Assistant max_completion_tokens not working as expected

OpenAI recently added the max_prompt_tokens and max_completion_tokens.

In my scenario, the assistant is supporting multiple clients such as Web, Mobile APP and SMS.

I tried to set the max_completion_tokens for SMS clients in order to reduce the message length to fit into the SMS standards when creating the thread run.

const threadRun = await this.openAI.beta.threads.runs.create(
        threadId,
        {
          assistant_id: assistantIdToUse,
          tools: [
            { type: 'file_search' }
          ],
          additional_instructions: additionalInstructions,
          max_completion_tokens: 300
        }
      );

What happened is that if the generated message exceeds the maximum completion tokens, it simply kills the thread run with an incomplete status (as stated on the Docs).

{
    "reason": "max_completion_tokens"
}

What I expected with this parameter is that it would set the model to generate a response within the max_completion_tokens size, but instead, it’s just checking if it was exceeded and killing the thread run.

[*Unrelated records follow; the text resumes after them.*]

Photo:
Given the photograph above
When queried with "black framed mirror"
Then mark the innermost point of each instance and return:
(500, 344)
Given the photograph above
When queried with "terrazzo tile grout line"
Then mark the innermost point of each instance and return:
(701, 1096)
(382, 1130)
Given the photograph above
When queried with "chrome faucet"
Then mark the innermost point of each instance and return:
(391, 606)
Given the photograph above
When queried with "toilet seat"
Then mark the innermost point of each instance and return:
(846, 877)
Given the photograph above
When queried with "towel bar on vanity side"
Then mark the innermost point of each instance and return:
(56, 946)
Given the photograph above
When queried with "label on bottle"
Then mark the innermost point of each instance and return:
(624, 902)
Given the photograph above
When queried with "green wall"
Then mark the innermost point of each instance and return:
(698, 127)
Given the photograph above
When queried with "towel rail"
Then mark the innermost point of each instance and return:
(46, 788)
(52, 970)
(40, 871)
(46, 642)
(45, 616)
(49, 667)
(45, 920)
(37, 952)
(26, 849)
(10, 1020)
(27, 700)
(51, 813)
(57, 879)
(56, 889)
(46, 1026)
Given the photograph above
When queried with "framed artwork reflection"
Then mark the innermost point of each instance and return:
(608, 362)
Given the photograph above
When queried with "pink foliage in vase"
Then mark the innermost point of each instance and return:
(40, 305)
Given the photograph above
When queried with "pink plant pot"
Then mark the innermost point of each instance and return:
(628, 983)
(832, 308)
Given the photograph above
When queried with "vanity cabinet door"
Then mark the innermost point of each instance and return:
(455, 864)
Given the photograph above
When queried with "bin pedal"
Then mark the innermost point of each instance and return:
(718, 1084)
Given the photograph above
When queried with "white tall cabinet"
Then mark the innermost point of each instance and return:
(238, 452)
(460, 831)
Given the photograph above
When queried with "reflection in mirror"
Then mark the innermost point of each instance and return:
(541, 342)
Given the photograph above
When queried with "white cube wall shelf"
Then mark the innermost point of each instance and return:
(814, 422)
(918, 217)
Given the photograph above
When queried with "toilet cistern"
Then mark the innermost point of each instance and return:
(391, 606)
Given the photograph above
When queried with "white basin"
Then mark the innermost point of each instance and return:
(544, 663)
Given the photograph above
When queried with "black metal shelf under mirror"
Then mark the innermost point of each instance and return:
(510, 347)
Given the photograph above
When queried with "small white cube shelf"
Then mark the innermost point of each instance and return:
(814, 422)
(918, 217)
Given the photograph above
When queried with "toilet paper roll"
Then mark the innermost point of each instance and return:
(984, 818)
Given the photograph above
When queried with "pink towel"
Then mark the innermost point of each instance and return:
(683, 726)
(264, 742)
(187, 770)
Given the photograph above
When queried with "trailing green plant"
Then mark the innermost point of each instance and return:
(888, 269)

Does anyone know if this is really the expected behavior?

The AI generally cannot “see” any of the parameters that you are using on the API. The AI can’t observe you set max_tokens to only 2, and then think “I’d better make those two tokens count!” (or even perceive what a token is).

So it is instructions to the AI that will shape the length of the output, either by assistant instructions, or the user’s command to produce something.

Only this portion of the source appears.